Intervention de Simon Burner

Réunion du jeudi 11 mars 2021 à 11h00
Commission d'enquête relative à la mainmise sur la ressource en eau par les intérêts privés et ses conséquences

Simon Burner, directeur de European Rivers Network France – SOS Loire vivante :

Il est vrai que les droits d'eau liés aux moulins ou à l'hydroélectricité ne consomment pas d'eau en tant que telle, mais ils ont des conséquences en termes de fragmentation des rivières et de qualité des eaux. Certes, cette source d'énergie est renouvelable, mais elle n'est pas nécessairement verte pour autant. Or je pense que la plupart des citoyens assimilent l'énergie renouvelable à une énergie nécessairement vertueuse vis-à-vis de la nature. La petite hydroélectricité a des conséquences importantes sur les milieux, car le cours d'eau se trouve haché et l'eau a tendance à se réchauffer.

Il est possible de pomper de l'eau dans les rivières sans autorisation, sous réserve de ne pas prélever plus de 1 000 mètres cubes par jour ou de ne pas avoir un impact de plus de 2 ou 5 % sur le débit. Toutefois, l'effet cumulatif n'est jamais considéré. Autrement dit, une multitude de pompages peuvent se succéder sur certains cours d'eau, sans que personne n'ait une idée précise des volumes prélevés dans la rivière. Il est primordial d'agir sur cette problématique.

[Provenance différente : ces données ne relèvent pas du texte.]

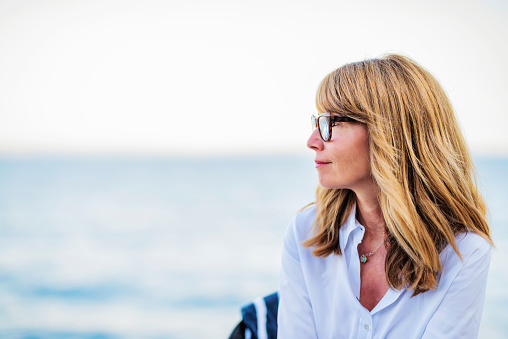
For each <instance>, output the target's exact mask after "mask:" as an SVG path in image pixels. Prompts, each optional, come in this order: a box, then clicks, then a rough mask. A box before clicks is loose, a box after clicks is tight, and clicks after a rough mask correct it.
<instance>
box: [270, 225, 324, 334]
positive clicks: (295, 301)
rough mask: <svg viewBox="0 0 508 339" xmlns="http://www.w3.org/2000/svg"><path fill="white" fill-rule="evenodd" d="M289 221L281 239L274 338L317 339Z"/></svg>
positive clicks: (299, 260)
mask: <svg viewBox="0 0 508 339" xmlns="http://www.w3.org/2000/svg"><path fill="white" fill-rule="evenodd" d="M295 226H296V220H295V221H293V222H292V223H291V224H290V226H289V228H288V230H287V232H286V236H285V238H284V248H283V251H282V271H281V280H280V301H279V310H278V338H279V339H292V338H306V339H312V338H317V334H316V326H315V323H314V315H313V312H312V304H311V302H310V299H309V295H308V291H307V286H306V282H305V275H304V273H303V270H302V265H301V260H300V259H301V258H300V248H301V245H300V244H299V242H300V241H299V240H298V237H297V232H296V227H295Z"/></svg>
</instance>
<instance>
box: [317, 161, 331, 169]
mask: <svg viewBox="0 0 508 339" xmlns="http://www.w3.org/2000/svg"><path fill="white" fill-rule="evenodd" d="M315 163H316V168H319V167H323V166H325V165H328V164H330V163H331V162H329V161H320V160H316V161H315Z"/></svg>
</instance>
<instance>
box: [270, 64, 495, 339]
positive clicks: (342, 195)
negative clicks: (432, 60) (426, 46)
mask: <svg viewBox="0 0 508 339" xmlns="http://www.w3.org/2000/svg"><path fill="white" fill-rule="evenodd" d="M316 105H317V108H318V111H319V112H321V114H319V115H318V116H317V117H313V124H314V127H315V130H314V131H313V133H312V135H311V136H310V138H309V140H308V143H307V146H308V147H309V148H310V149H312V150H314V151H315V152H316V159H315V162H316V168H317V171H318V175H319V183H320V187H319V188H318V190H317V194H316V202H315V203H314V204H311V205H310V206H309V207H307V208H306V209H304V210H303V211H302V212H301V213H299V214H298V215H297V216H296V218H295V220H294V221H293V222H292V223H291V225H290V227H289V229H288V231H287V233H286V236H285V240H284V250H283V255H282V274H281V288H280V306H279V315H278V326H279V332H278V334H279V339H286V338H302V339H309V338H334V339H336V338H396V339H398V338H433V339H435V338H476V337H477V335H478V329H479V326H480V319H481V313H482V309H483V301H484V297H485V286H486V280H487V273H488V267H489V263H490V252H491V245H492V240H491V237H490V230H489V226H488V224H487V221H486V207H485V204H484V202H483V199H482V197H481V196H480V193H479V192H478V190H477V188H476V185H475V181H474V172H473V171H474V169H473V164H472V161H471V158H470V155H469V153H468V150H467V147H466V144H465V142H464V139H463V137H462V134H461V132H460V130H459V127H458V124H457V121H456V119H455V116H454V113H453V109H452V107H451V104H450V102H449V100H448V98H447V96H446V94H445V92H444V91H443V89H442V88H441V87H440V85H439V84H438V83H437V81H436V80H435V79H434V78H433V77H432V75H431V74H430V73H428V72H427V71H425V70H424V69H422V67H421V66H419V65H418V64H416V63H415V62H414V61H412V60H411V59H409V58H406V57H402V56H399V55H388V56H386V57H383V58H381V59H373V60H366V61H362V62H358V63H352V64H348V65H345V66H343V67H341V68H339V69H337V70H336V71H334V72H332V73H330V74H329V75H328V76H326V77H325V79H324V80H323V81H322V83H321V85H320V86H319V89H318V92H317V96H316ZM316 127H317V128H316Z"/></svg>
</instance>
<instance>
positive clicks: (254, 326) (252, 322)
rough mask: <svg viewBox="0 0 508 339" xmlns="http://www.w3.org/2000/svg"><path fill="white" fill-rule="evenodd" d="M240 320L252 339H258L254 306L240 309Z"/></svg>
mask: <svg viewBox="0 0 508 339" xmlns="http://www.w3.org/2000/svg"><path fill="white" fill-rule="evenodd" d="M242 318H243V323H244V324H245V327H246V328H248V329H249V330H250V331H251V333H252V339H258V317H257V314H256V307H255V306H254V304H249V305H247V306H244V307H242Z"/></svg>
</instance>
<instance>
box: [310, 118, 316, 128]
mask: <svg viewBox="0 0 508 339" xmlns="http://www.w3.org/2000/svg"><path fill="white" fill-rule="evenodd" d="M310 121H311V123H312V130H313V131H314V130H315V129H316V127H317V117H316V116H315V115H311V117H310Z"/></svg>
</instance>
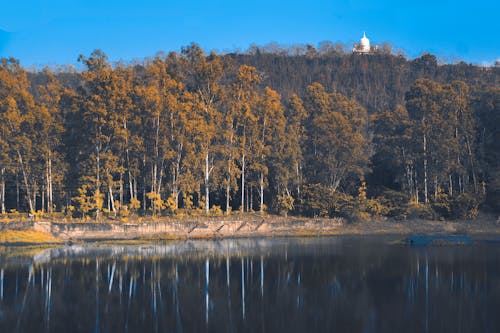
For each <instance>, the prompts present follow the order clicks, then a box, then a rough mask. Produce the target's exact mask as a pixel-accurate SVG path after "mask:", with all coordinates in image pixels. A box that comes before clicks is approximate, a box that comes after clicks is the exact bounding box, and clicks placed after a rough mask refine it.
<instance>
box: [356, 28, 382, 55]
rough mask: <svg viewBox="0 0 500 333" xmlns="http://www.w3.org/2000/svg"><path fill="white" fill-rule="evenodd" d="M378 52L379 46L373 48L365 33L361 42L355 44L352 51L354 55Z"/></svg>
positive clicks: (360, 41) (367, 53) (373, 47)
mask: <svg viewBox="0 0 500 333" xmlns="http://www.w3.org/2000/svg"><path fill="white" fill-rule="evenodd" d="M376 51H377V46H371V45H370V40H369V39H368V38H367V37H366V34H365V33H364V32H363V37H361V39H360V40H359V43H358V44H354V48H353V49H352V52H353V53H364V54H368V53H374V52H376Z"/></svg>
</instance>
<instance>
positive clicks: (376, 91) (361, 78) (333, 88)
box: [229, 49, 500, 114]
mask: <svg viewBox="0 0 500 333" xmlns="http://www.w3.org/2000/svg"><path fill="white" fill-rule="evenodd" d="M229 56H230V57H231V58H232V59H233V61H234V62H235V63H236V64H238V65H240V64H247V65H250V66H254V67H256V68H257V69H258V70H259V71H261V72H262V73H263V75H264V82H265V84H268V85H269V86H270V87H271V88H273V89H275V90H277V91H278V92H279V93H281V94H282V96H283V97H284V98H288V97H290V95H291V94H293V93H298V94H299V96H301V97H303V96H304V93H305V91H306V90H305V89H306V87H307V86H309V85H310V84H312V83H313V82H319V83H321V84H322V85H323V86H324V87H325V88H326V89H327V90H328V91H336V92H339V93H341V94H344V95H347V96H350V97H352V98H354V99H356V100H357V101H358V102H359V103H361V104H362V105H363V106H364V107H366V108H367V110H368V113H370V114H371V113H376V112H381V111H385V110H387V109H391V108H394V107H395V106H396V105H397V104H403V103H404V98H405V93H406V92H407V91H408V90H409V89H410V86H411V85H412V84H413V83H414V82H415V80H416V79H419V78H427V79H432V80H434V81H436V82H439V83H449V82H452V81H454V80H460V81H464V82H465V83H466V84H467V85H469V86H471V87H476V86H477V87H484V86H494V87H498V86H500V67H479V66H475V65H471V64H466V63H464V62H460V63H458V64H444V65H438V62H437V59H436V57H435V56H433V55H431V54H424V55H422V56H421V57H419V58H415V59H413V60H408V59H406V58H405V57H403V56H397V55H394V54H391V53H383V52H380V53H378V54H369V55H362V54H352V53H341V52H334V51H330V52H323V53H318V52H315V51H311V50H309V53H307V54H302V55H291V54H288V53H286V52H285V51H284V50H283V51H279V50H277V51H273V52H265V51H260V50H259V49H254V50H253V52H252V54H231V55H229Z"/></svg>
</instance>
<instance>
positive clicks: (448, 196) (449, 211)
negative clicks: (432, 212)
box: [431, 191, 451, 218]
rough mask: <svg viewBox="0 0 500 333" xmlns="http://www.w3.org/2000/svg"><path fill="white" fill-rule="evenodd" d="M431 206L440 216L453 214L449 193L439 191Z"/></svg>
mask: <svg viewBox="0 0 500 333" xmlns="http://www.w3.org/2000/svg"><path fill="white" fill-rule="evenodd" d="M431 206H432V209H433V210H434V211H435V212H436V214H437V215H438V216H441V217H446V218H448V217H450V216H451V203H450V198H449V196H448V194H446V193H443V192H442V191H439V192H438V194H437V196H435V197H434V200H433V201H432V203H431Z"/></svg>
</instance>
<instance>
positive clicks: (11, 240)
mask: <svg viewBox="0 0 500 333" xmlns="http://www.w3.org/2000/svg"><path fill="white" fill-rule="evenodd" d="M61 242H62V241H61V240H60V239H58V238H56V237H54V236H52V235H51V234H47V233H43V232H40V231H33V230H23V231H19V230H5V231H2V232H0V244H46V243H61Z"/></svg>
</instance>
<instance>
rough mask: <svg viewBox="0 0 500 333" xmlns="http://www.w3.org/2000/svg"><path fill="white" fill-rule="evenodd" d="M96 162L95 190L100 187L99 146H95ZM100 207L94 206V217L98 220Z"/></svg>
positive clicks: (100, 159)
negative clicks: (96, 165)
mask: <svg viewBox="0 0 500 333" xmlns="http://www.w3.org/2000/svg"><path fill="white" fill-rule="evenodd" d="M96 153H97V154H96V163H97V168H96V172H97V175H96V191H100V187H101V179H100V173H101V157H100V149H99V146H96ZM100 213H101V212H100V209H99V207H96V212H95V219H96V220H99V215H100Z"/></svg>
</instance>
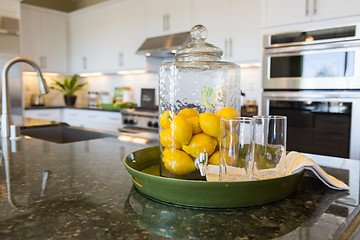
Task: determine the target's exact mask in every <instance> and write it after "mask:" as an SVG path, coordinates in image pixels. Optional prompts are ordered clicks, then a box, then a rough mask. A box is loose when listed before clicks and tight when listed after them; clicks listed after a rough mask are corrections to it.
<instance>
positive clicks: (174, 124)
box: [171, 115, 192, 145]
mask: <svg viewBox="0 0 360 240" xmlns="http://www.w3.org/2000/svg"><path fill="white" fill-rule="evenodd" d="M171 129H172V130H173V131H174V137H175V140H176V141H178V142H180V143H181V144H185V145H186V144H188V143H189V141H190V139H191V136H192V125H191V123H190V122H189V121H188V120H187V119H186V118H184V117H181V116H179V115H177V116H175V117H174V120H173V121H172V122H171Z"/></svg>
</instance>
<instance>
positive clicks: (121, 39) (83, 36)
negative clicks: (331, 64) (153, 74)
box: [69, 0, 146, 74]
mask: <svg viewBox="0 0 360 240" xmlns="http://www.w3.org/2000/svg"><path fill="white" fill-rule="evenodd" d="M69 26H70V27H69V28H70V42H71V46H70V52H71V66H72V69H71V71H72V73H74V74H75V73H77V74H79V73H84V72H87V73H89V72H90V73H91V72H102V73H116V72H117V71H121V70H143V69H145V67H146V58H145V56H139V55H136V54H135V52H136V50H137V48H138V47H139V46H140V45H141V43H142V42H143V41H144V39H145V2H144V0H140V1H130V0H129V1H119V2H111V3H108V4H104V5H101V6H98V7H96V8H90V9H86V10H81V11H79V12H74V13H71V14H70V18H69Z"/></svg>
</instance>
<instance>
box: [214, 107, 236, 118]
mask: <svg viewBox="0 0 360 240" xmlns="http://www.w3.org/2000/svg"><path fill="white" fill-rule="evenodd" d="M215 114H216V116H218V117H219V118H222V117H227V118H233V117H239V116H240V114H239V112H238V111H237V110H235V109H234V108H232V107H225V108H223V109H220V110H218V111H216V112H215Z"/></svg>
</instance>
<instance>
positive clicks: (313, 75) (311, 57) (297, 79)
mask: <svg viewBox="0 0 360 240" xmlns="http://www.w3.org/2000/svg"><path fill="white" fill-rule="evenodd" d="M359 30H360V29H359V27H358V26H357V25H352V26H345V27H338V28H330V29H321V30H313V31H302V32H292V33H280V34H269V35H266V36H264V55H263V76H262V83H263V88H264V89H311V90H313V89H360V36H358V35H359Z"/></svg>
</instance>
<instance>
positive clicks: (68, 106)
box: [25, 106, 120, 112]
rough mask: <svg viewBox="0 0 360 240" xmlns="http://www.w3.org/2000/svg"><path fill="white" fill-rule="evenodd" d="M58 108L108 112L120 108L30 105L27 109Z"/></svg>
mask: <svg viewBox="0 0 360 240" xmlns="http://www.w3.org/2000/svg"><path fill="white" fill-rule="evenodd" d="M56 108H69V109H84V110H94V111H107V112H119V111H120V109H104V108H89V107H87V106H74V107H70V106H28V107H25V110H39V109H56Z"/></svg>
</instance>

Les pompages domestiques posent un problème similaire. Une simple déclaration en mairie suffit pour installer un pompage domestique, mais celle-ci n'est pas faite, la plupart du temps. Nous n'avons donc aucune idée des volumes réellement pompés dans les masses d'eau. En Auvergne, nous connaissons ce problème au niveau de la masse d'eau du Devès. Nous constatons des pollutions clandestines, dont nous ne connaissons pas l'origine, mais il est probable que les pompages domestiques soient en cause.

En ce qui concerne la gouvernance, la France est exemplaire avec ses comités de bassins et ses schémas directeurs d'aménagement et de gestion des eaux (SDAGE). Il faut cependant réformer cette gouvernance, car la place des citoyens y est insuffisante. L'existence de parlements de l'eau doit néanmoins être saluée. De nombreux pays nous les envient. Toutefois, si la décentralisation permet de redonner du pouvoir aux territoires, elle provoque aussi une perte de cohérence. Il arrive ainsi que les différents schémas d'aménagement et de gestion de l'eau (SAGE) d'un même bassin soient élaborés sans consultation réciproque, au point qu'ils sont parfois en contradiction les uns avec les autres.

De façon générale, des autorisations sont accordées sans considérer l'impact du changement climatique ni l'effet cumulatif. Nous assistons aujourd'hui à une vague de projets de petite hydroélectricité, y compris sur des rivières classées en liste 1, qui ne sont pas supposées recevoir ce type d'équipement, et sur les axes de migrateurs. Ainsi, il existe plusieurs projets de centrales hydroélectriques sur l'axe Loire-Allier, notamment à Vichy, alors que cet axe est fréquenté par les saumons. D'un côté, la France investit pour rétablir la continuité écologique, mais de l'autre, elle laisse s'installer des microcentrales hydroélectriques. La situation est incompréhensible pour les citoyens. Il semble difficile de définir des priorités.

Aujourd'hui, l'état d'urgence climatique pourrait être décrété. Nous sommes contraints de gérer l'inévitable. Des actions structurelles doivent être menées. L'hydroélectricité est une activité économique sous perfusion, puisqu'elle repose sur des tarifs de rachat et d'autres avantages qui en font un investissement rentable. Or la petite hydroélectricité contribue à détruire des rivières, notamment en tête de bassin, pour ne produire que quelques kilowatts-heure. Alors que l'apport à la transition énergétique est minime, la biodiversité et les cours d'eau se trouvent détruits. Voilà qui est aberrant, d'autant que la loi affirme que la transition énergétique ne passera pas par l'hydroélectricité. La menace d'accaparement de l'eau à des fins économiques est réelle.